As a part of the World TB Day 2016 article collection, BMC Medicine published a correspondence article investigating gaps in funding in tuberculosis research. Here, co-author Mishal Khan explains why current priorities need to be reassessed.

The global tuberculosis (TB) control community is in a challenging situation. With the number of deaths from TB overtaking HIV in 2014 to make it the leading infectious disease killer in the world, the contrast between gains made against HIV and TB is apparent.

Questions are being raised about why TB control strategies have been unable to manage a disease that has been around for over 20,000 years, despite robust evidence about effective interventions from decades of research, and availability of cheap treatment for the past 60 years.

Those of us fighting to defeat TB argue that funding is a key factor in all of this. An analysis of research investments for UK institutions between 2011 and 2013, for example, showed that TB research received half as much as HIV and malaria.

An analysis of research investments for UK institutions between 2011 and 2013 showed that TB research received half as much as HIV and malaria.

There is no question that a dramatic shift in approach is needed. If we keep going as we are – with global incidence declining just over one percent per annum – it will take more than 150 years to meet the 2035 End TB targets of reducing deaths by 95% and incidence by 90%.

There is also wide consensus that the barriers to controlling TB are numerous, including its association with poverty and the generation of drug resistance owing to inadequacies in health systems. However, since challenges are fairly well defined, the question is whether new calls for action direct researchers to look for innovative solutions while neglecting to act effectively on the basis of existing knowledge.
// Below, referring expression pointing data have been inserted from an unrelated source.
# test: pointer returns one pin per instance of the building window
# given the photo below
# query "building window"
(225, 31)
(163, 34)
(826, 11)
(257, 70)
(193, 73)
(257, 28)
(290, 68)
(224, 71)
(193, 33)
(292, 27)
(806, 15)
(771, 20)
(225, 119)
In a recent paper published in BMC Medicine, we examine two critical gaps for TB control: in funding, and in evidence owing to essential research being left off the priority agenda.

IMAG0149
Chest X-rays from patients suspected of having TB in a public hospital in Yangon, Myanmar

Gaps in Funding

The Global Plan to Stop TB 2011–2015 set a target US$10 billion for Research and Development (R&D) across five key areas: drugs, basic science, vaccines, diagnostics and operational research. Overall, global spending on TB R&D fell far short of this; by the end of 2014, only $2.7 billion, just over one-fourth of the target, had been invested.

The scarcity in funding was not equally felt across research areas, however. A comparison across the five R&D areas in 2014 demonstrates that both targets and actual investments were heavily skewed towards two research areas: drug discovery and basic science. With a target of $1.16 billion for 2014, these two areas accounted for 60% of recommended annual R&D funding. Of the $674 million actual R&D investment in 2014, these areas received 58%.

We therefore spent $570 million on research to develop new drugs, vaccines and diagnostics and less than 10% ($53 million) on overcoming critical barriers to implement new and existing tools.

Not surprisingly, this funding distribution adds fuel to the fire of those emphasising that too much is spent on generating new tools and too little on understanding how to apply the ones we have.

The 2011-2015 Global Plan did, for the first time, include operational research as a distinct area, recognising its essential role in ensuring uptake of new tools and efficient implementation of existing strategies. However, the funding target for operational research represented only 4% of the total target.

We therefore spent $570 million on research to develop new drugs, vaccines and diagnostics and less than 10% ($53 million) on overcoming critical barriers to implement new and existing tools.

Gaps in knowledge for impact

Our study also identified additional areas highlighted by researchers that are not on the global research priority agenda at all, through a review of published literature and consultation with researchers across multiple disciplines in the London School of Hygiene and Tropical Medicine TB Center.

These critical research areas included:

  • Improved understanding of TB transmission dynamics to plan more targeted, effective prevention interventions
  • The role of social protection and social determinants
  • Health systems and policy research to inform decision-making and optimal resource allocation by national policymakers

A call to rethink calls for action

While funding priorities are increasingly important in light of resource limitations, we should critically consider what priorities are being set and who is setting them.

While funding priorities are increasingly important in light of resource limitations, we should critically consider what priorities are being set and who is setting them.

Rather than restricting research activities to discrete silos, supporting multidisciplinary approaches that address complex socio-political realities underpinning the success of new tools is essential.

Indeed we could learn lessons from the massive reduction in TB incidence in Europe, which was achieved without drugs, vaccines or technologically-advanced diagnostics.

To ensure that funding allocation better reflects priorities of researchers and TB control programmes in high TB burden countries, platforms that encourage more, and wider, dialogue between stakeholders are essential. A pragmatic solution would the formation of national bodies for research agenda setting to inform global funding priorities and play a role in evaluating potential impact of research proposals.